In its contrast of a straight security guard (a man’s man) and a wild drag queen, Flawless is as schematic as Kiss of the Spider Woman, in which a macho political activist (Raul Julia) and a gay window-dresser (William Hurt) found themselves locked together in a prison cell. There is a big difference between the two films, however: Hector Babenco’s 1985 Oscar-winning drama was placed in an interesting political context, whereas scripter Schumacher situates the relationship in a routine, uninvolving crime melodrama concerning some missing money. Indeed, whenever the duo begin to develop a more meaningful friendship and show some emotions for each other, helmer cuts to the story’s two settings: the crime meller and its hoodlums, who believe Rusty has the money, and the nightclub, where Rusty presides over a drag contest.
As neither plot line is particularly interesting, they tend to deflate the momentum of the central relationship, which lacks nuance and shading and makes the film seem shallower than it actually is. The denouement, in which Walt is granted one more chance at a valiant conduct, is formulaic and poorly executed from a technical standpoint.
With the exception of Walt’s winsome buddy, Tommy (marvelously played by Skipp Sudduth), the secondary characters are underdeveloped, serving mostly as set decoration. Drag performance artists Nashom Benjamin, Scott Allen Cooper, Joey Arias, and Raven lend background color, if not genuine dramatic interest. Rory Cochrane, as a depressed, untalented rock star, and Barry Miller, as an oily hotel manager, add to the authentic feel of a typical New York residential hotel.
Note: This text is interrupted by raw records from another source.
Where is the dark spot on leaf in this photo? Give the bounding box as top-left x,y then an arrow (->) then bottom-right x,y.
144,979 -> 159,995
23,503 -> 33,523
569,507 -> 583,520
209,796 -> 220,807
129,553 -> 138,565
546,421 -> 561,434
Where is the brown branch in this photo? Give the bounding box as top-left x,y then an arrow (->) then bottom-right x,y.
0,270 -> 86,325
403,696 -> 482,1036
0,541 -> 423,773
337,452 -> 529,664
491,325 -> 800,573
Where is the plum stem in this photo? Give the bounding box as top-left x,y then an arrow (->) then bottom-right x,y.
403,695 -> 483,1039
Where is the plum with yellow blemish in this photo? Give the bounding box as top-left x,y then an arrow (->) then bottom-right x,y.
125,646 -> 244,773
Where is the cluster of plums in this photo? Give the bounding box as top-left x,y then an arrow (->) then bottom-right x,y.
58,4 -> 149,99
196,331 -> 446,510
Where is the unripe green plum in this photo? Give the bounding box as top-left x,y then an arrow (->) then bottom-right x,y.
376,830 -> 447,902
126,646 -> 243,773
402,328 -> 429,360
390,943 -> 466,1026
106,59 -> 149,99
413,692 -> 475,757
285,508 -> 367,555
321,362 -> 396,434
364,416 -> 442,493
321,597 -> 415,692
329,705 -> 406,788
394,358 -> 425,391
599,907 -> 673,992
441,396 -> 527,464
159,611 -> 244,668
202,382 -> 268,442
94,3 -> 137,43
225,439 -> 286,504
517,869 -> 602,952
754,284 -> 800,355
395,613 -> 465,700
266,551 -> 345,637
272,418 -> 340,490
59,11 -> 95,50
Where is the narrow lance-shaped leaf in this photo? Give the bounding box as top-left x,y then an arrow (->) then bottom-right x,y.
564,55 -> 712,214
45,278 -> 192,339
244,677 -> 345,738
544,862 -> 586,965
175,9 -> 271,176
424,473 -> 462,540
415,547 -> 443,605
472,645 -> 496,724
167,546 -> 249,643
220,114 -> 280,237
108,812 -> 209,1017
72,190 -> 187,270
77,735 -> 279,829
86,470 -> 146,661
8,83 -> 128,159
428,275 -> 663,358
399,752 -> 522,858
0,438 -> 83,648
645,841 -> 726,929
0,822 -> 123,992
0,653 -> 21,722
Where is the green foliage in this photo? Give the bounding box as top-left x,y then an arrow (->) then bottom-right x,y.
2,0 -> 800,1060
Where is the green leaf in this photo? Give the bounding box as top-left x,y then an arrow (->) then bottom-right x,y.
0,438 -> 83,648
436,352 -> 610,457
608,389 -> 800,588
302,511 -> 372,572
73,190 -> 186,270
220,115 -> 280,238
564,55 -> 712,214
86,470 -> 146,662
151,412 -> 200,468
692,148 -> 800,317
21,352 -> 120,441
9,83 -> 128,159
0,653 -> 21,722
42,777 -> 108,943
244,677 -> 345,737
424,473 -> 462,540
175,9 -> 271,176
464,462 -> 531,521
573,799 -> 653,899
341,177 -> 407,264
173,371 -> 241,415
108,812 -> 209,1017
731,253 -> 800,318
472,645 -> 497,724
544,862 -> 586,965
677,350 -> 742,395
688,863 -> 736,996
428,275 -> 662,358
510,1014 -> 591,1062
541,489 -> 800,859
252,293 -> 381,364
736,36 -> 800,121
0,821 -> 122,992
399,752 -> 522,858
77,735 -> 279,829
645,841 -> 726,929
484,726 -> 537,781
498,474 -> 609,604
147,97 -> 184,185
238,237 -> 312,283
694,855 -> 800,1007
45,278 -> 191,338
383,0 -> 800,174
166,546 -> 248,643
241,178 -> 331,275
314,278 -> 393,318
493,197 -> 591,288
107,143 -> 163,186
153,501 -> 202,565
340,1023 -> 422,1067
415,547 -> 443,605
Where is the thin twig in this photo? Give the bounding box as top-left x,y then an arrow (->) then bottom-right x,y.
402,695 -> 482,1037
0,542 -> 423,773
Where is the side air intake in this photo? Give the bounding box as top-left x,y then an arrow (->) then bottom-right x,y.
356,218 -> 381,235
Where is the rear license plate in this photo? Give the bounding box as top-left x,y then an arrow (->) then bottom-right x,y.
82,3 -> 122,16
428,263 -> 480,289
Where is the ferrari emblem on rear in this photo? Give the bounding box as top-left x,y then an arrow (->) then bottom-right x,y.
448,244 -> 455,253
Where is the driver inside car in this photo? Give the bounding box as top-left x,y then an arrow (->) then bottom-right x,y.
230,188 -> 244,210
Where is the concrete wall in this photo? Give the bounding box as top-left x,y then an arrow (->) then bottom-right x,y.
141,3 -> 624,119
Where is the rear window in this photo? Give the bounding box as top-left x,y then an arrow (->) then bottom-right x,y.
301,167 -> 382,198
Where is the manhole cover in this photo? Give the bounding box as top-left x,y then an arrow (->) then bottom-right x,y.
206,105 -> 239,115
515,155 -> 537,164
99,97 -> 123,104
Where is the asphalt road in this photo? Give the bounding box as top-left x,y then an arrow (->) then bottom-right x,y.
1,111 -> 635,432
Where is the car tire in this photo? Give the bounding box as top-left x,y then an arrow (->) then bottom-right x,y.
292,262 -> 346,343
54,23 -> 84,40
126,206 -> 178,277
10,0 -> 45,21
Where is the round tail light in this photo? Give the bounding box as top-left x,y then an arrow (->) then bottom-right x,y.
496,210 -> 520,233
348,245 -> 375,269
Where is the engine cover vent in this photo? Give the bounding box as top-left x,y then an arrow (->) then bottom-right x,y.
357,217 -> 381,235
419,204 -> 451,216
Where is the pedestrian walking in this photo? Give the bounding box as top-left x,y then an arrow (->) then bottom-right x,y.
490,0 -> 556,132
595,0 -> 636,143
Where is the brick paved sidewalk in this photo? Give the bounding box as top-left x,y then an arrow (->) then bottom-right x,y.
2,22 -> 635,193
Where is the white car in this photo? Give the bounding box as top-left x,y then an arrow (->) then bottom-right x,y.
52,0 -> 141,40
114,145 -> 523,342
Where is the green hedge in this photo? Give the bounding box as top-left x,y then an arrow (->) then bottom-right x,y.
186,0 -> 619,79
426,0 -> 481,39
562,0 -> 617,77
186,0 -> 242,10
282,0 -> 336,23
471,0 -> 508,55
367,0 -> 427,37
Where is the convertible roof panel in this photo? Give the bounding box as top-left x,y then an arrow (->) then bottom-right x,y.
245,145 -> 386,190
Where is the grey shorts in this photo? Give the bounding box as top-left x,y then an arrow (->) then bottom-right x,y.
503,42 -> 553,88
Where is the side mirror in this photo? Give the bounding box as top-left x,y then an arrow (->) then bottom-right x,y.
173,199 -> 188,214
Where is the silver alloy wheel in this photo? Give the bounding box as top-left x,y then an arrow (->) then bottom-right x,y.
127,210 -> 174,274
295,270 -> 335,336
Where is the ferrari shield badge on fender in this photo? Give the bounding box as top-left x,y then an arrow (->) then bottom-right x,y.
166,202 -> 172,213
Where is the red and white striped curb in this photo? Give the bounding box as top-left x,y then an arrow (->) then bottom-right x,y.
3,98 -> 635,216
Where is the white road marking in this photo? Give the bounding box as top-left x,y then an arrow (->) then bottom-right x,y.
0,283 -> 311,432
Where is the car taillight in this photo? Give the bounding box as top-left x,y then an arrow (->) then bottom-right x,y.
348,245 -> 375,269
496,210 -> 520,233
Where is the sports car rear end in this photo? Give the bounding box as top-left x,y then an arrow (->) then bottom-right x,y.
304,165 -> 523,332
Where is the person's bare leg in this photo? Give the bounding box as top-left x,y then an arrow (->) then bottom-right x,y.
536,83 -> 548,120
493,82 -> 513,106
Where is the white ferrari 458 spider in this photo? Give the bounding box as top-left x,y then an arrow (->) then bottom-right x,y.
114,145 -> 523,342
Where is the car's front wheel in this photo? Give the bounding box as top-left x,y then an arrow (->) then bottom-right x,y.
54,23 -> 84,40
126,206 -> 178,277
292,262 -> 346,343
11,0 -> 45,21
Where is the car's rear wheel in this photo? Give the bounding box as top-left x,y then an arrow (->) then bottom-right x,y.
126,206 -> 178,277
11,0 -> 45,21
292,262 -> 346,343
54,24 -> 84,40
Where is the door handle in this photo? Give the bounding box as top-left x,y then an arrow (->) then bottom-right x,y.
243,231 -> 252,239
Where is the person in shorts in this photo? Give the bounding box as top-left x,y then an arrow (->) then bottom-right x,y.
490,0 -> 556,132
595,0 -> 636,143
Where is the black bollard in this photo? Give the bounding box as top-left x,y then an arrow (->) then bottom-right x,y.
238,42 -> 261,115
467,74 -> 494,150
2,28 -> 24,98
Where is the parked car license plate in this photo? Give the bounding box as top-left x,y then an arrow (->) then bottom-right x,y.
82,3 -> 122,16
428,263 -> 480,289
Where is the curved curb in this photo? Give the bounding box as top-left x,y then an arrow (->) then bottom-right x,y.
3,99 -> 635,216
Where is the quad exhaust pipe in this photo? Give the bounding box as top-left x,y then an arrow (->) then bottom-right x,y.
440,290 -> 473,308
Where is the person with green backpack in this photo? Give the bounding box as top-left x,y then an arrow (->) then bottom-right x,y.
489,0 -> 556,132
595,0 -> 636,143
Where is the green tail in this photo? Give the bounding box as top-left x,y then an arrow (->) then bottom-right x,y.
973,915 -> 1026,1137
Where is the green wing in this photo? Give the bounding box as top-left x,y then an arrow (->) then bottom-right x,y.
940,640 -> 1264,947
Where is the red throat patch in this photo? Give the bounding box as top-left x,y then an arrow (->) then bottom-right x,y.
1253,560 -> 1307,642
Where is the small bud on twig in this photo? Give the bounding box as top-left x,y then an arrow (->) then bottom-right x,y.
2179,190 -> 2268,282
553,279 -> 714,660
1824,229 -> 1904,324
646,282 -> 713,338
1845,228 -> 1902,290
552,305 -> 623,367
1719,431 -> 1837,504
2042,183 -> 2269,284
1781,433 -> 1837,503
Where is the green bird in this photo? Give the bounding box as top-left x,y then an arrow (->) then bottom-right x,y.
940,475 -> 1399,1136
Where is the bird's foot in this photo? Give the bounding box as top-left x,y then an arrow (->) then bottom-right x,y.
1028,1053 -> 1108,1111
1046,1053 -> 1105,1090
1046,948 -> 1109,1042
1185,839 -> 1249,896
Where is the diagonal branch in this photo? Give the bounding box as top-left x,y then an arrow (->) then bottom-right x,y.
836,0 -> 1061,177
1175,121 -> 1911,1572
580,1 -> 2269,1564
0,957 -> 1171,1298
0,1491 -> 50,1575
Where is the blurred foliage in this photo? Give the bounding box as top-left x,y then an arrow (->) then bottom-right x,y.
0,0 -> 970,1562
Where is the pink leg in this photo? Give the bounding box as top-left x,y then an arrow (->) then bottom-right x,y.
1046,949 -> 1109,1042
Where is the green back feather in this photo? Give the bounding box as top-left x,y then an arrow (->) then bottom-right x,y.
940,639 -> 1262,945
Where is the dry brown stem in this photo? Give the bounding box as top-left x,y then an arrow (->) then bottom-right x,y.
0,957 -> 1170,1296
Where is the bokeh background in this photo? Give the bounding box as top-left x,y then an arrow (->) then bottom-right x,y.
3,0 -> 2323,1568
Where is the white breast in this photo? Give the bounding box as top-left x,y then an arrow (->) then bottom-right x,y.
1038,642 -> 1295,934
Under these circumstances, one has to admire the two leads, who are severely confined by the writing. Striving for the same kind of emotional impact that Dustin Hoffman displayed in Rain Man, De Niro is good at conveying the gradual physical and psychological transformation of a middle-aged man whose stable life is thrown into chaos as a result of an accident. In his first co-starring role, after shining in secondary parts in Boogie Nights and Happiness, Hoffman has many marvelous moments, particularly when he is at the piano with De Niro, but ultimately his performance lacks much depth and is not as distinguished as one would like it to be.
Having been defeated by technology and special effects in his previous outings, Schumacher has made a studio movie that is truly independent in spirit and visual style. Drawing on Declan Quinn’s intentionally rugged lensing, Daniel Orlandi’s costumes, and Jan Roels’s design, Flawless is a refreshingly messy and gritty film, one that conveys street life in New York in a more realistic manner than most similarly located studio pix.
However, as far as morality fables go, Flawless exhibits the same old-fashioned message as To Wong Foo, Thanks for Everything, Julie Newmar, namely, that sensitive transvestites have the capacity to humanize and heal the most bigoted straights. That’s hardly enough for a picture that’s meant to be au courant.